Code blow up, Generate boilerplate with TH, Explicit shape information & Recycling for joinD
– status: partly implemented, but still needs serious work
- All segmented operations have been removed from the backend library.
- Roman currently adapts the vectoriser to make use of the separation of data and shape in the library. This turned out to be more work than expected, but it should also simplify the vectoriser.
- We still don't have the code blow up under control.
- Before any further major changes to the library, Roman needs to first re-arrange things such that the library boilerplate is generated, instead of being hardcode; otherwise, changes require a lot of tiresome code editing. This is partially done.
- New dictionary representation and optimisation – status: prototype shipped to Roman, seems to work. I am doing detailed perf comparisons before committing to HEAD. NB: We won't be able to make progress with benchmarks, before we can use the new inliner (currently we have no version that applies to the HEAD).
- Regular multi-dimensional arrays (language design and implementation) & Hierarchical matrix representation – status: partially implemented benchmark; regular multi-dimensional arrays are in an experimental state
- Desugaring comprehensions & Benchmark status – status: not started on comprehensions and waiting for code blow up to be improved before continuing with benchmarks
Category: Efficiency, short term (improve scalability and/or baseline performance of generated code):
- Recycling for joinD: Use Roman's recycling optimisation (PADL'09) to avoid copying in joinD.
- Test new inliner: Retest package dph with new inliner and the simplifier changes and try to simplify the library on the basis of these new phases.
- Desugaring comprehensions: The current desugaring of array comprehensions produces very inefficient code. This needs to be improved. In particular, the map/crossMap base case in dotP for x<-xs and use zipWith instead of map/zip.

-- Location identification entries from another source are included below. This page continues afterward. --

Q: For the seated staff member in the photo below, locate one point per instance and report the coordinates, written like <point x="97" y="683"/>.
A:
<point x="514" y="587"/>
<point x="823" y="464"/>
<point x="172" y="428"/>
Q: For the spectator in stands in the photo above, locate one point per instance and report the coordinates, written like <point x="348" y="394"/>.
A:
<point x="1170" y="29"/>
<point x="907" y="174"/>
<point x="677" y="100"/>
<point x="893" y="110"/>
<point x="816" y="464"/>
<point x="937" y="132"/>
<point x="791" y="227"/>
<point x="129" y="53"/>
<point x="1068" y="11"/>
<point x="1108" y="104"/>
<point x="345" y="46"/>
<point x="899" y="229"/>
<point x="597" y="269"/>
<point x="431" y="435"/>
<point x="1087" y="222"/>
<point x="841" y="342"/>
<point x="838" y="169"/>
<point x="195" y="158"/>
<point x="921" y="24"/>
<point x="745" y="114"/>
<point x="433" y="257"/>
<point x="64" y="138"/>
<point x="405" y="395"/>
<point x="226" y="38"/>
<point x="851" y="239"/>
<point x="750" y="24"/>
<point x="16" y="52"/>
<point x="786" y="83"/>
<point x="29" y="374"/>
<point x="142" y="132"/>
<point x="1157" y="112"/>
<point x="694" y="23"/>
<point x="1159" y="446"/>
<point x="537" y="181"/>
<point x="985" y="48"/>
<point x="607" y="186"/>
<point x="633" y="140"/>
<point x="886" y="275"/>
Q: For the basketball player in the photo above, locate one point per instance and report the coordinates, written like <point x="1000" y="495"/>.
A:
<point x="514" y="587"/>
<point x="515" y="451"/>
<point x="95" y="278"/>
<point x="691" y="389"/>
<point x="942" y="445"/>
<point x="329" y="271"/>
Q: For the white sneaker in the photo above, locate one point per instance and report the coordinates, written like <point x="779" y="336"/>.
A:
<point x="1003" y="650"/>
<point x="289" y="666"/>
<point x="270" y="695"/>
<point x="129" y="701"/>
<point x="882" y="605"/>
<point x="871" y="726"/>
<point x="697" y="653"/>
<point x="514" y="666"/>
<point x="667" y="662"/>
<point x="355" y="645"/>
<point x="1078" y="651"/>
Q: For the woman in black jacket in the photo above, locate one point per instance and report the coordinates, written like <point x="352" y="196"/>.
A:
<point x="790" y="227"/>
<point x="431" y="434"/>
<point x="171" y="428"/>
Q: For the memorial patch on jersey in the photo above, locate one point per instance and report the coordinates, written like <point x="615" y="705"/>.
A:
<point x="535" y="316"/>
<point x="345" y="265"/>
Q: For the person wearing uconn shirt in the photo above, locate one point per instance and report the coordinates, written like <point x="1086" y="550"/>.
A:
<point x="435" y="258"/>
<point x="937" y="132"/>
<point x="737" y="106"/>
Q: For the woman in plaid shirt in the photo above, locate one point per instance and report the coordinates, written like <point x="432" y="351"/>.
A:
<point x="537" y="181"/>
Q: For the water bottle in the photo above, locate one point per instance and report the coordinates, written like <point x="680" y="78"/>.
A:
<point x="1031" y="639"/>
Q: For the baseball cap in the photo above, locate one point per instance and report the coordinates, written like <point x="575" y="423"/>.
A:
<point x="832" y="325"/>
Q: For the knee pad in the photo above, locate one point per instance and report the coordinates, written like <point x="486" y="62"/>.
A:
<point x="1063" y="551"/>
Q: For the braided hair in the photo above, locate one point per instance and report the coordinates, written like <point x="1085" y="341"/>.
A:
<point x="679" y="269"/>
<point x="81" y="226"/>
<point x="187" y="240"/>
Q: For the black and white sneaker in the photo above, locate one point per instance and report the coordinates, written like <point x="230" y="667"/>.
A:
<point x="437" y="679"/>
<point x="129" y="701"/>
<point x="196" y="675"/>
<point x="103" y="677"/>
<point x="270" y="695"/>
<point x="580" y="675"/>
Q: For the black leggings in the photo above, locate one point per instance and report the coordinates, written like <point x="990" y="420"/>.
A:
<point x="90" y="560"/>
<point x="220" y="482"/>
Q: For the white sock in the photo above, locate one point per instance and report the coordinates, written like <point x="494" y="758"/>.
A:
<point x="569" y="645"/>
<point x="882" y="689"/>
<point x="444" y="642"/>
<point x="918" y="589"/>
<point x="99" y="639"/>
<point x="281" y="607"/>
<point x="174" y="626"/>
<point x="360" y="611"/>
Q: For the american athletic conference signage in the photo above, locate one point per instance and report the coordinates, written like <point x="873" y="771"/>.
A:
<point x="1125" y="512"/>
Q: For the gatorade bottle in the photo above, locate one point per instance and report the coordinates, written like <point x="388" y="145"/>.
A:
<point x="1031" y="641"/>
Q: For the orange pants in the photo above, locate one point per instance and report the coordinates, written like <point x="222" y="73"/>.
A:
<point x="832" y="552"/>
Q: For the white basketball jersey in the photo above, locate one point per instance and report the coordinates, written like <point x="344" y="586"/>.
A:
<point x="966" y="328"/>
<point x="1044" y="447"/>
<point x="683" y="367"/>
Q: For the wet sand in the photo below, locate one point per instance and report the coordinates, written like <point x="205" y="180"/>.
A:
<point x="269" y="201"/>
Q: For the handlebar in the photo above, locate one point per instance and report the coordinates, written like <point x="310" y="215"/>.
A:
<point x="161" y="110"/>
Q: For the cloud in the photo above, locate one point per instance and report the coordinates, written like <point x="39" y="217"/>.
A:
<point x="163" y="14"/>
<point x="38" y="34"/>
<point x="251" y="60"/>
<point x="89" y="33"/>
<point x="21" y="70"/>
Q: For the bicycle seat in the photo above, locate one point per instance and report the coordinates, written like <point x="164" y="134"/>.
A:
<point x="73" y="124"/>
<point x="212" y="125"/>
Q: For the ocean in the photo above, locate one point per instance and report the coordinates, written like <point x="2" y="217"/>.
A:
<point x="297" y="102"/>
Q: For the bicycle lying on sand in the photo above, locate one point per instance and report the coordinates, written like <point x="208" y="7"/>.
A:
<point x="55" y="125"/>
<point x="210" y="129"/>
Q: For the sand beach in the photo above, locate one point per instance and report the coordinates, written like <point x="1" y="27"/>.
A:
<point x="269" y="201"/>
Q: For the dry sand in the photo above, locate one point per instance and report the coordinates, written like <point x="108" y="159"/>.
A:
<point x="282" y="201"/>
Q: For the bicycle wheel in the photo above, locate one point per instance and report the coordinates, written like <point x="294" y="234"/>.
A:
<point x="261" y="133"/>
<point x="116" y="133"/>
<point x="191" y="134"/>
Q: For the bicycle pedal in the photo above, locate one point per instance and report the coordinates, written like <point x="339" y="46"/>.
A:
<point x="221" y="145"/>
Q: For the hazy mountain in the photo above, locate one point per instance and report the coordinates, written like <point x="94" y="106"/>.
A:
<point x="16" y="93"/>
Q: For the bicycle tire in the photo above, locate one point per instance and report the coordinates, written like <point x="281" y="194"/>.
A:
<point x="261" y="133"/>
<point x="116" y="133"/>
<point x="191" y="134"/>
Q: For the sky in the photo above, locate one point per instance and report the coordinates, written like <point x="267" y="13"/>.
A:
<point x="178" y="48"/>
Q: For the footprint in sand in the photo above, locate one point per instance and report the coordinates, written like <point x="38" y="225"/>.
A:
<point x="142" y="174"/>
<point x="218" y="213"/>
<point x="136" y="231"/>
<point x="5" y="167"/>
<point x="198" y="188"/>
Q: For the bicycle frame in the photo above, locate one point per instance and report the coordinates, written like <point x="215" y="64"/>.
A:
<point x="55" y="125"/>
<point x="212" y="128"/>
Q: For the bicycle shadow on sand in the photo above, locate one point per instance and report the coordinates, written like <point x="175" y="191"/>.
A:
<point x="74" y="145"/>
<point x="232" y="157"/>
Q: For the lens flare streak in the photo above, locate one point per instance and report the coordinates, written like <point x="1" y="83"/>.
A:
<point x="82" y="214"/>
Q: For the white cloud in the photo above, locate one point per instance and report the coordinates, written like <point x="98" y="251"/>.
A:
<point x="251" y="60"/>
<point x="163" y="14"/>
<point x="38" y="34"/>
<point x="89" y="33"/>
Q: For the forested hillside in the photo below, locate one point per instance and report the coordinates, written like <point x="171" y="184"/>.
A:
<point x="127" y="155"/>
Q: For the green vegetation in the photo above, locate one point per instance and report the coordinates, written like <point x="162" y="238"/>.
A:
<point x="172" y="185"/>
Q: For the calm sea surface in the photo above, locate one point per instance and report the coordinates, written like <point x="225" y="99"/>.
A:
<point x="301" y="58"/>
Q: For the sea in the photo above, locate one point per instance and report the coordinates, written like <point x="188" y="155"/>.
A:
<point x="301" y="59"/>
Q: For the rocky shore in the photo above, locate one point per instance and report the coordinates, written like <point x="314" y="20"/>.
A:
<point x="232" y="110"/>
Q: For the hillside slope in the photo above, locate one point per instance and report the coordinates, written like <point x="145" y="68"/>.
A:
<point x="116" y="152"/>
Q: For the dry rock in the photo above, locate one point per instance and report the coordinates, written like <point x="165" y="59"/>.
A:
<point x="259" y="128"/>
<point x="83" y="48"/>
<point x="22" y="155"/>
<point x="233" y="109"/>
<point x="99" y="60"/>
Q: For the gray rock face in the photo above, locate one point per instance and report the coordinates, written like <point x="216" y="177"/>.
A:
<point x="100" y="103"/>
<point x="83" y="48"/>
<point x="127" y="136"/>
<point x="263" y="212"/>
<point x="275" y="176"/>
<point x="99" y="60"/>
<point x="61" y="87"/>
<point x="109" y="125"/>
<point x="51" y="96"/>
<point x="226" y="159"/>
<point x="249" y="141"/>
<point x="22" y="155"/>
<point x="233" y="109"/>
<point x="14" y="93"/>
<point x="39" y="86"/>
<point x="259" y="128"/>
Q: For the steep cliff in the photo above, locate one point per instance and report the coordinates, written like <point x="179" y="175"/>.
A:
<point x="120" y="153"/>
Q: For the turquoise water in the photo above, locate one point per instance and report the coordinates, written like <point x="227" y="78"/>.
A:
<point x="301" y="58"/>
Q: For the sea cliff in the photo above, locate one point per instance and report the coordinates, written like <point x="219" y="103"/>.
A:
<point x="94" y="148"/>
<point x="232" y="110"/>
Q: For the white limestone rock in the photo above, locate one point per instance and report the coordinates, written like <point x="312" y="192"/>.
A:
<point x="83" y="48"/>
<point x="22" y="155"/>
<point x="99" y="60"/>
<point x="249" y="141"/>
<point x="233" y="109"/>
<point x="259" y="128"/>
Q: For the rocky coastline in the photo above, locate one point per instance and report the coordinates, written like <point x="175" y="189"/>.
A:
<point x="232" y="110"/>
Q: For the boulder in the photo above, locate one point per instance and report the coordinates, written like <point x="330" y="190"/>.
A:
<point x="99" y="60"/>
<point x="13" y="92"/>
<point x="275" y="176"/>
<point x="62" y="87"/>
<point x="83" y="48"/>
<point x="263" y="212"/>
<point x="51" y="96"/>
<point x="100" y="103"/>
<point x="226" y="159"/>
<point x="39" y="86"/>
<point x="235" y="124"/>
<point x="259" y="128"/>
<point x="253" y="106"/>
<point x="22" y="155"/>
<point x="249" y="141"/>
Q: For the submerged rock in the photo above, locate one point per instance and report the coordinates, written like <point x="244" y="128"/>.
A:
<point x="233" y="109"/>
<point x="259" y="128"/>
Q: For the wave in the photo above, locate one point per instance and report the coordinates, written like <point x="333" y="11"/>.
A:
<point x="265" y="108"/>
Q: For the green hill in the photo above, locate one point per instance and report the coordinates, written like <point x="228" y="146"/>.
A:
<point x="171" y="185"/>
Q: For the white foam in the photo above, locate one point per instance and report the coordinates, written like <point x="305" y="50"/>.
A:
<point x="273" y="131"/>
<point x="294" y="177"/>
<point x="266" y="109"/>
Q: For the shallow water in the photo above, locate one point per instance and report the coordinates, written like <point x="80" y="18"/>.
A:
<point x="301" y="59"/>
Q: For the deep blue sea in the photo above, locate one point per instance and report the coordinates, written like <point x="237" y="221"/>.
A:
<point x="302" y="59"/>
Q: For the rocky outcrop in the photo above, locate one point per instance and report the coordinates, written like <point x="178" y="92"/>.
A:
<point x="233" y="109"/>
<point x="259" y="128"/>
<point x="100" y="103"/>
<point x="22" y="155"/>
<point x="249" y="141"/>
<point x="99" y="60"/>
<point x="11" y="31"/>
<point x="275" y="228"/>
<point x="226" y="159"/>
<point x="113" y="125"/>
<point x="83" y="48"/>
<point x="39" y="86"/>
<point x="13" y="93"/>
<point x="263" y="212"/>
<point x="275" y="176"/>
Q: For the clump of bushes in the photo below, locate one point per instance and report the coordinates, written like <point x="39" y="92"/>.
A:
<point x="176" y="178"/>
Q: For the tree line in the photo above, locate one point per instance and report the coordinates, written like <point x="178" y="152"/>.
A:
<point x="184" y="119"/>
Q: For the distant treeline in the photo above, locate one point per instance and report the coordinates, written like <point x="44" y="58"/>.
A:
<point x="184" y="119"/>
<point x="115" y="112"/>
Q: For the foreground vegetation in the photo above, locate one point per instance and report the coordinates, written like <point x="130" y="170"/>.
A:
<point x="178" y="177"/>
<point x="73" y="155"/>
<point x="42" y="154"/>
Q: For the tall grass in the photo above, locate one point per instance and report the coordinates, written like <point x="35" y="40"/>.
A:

Moreover, [:n..m:] is being desugared to GHC.PArr.enumFromToP - it needs to use the implementation from the current dph backend instead.
- Regular multi-dimensional arrays (language design and implementation): Representing regular arrays by nested arrays is generally not efficient, but due to the current lack of fusion for segmented arrays that produce multiple arrays of different length (e.g., filterSU :: (a -> Bool) -> SUArr a -> SUArr a), matters are worse than one might think (e.g., when using a hierarchical matrix representation). Hence, we need direct support for regular, multi-dimensional arrays.
- Explicit shape information: All library internal functions should get shape information (including the lengths of flat arrays) as extra arguments; in particular, lengths shouldn't be stored in every level of a flattened data structure. This should simplify the use of rewrite rules that are shape sensitive.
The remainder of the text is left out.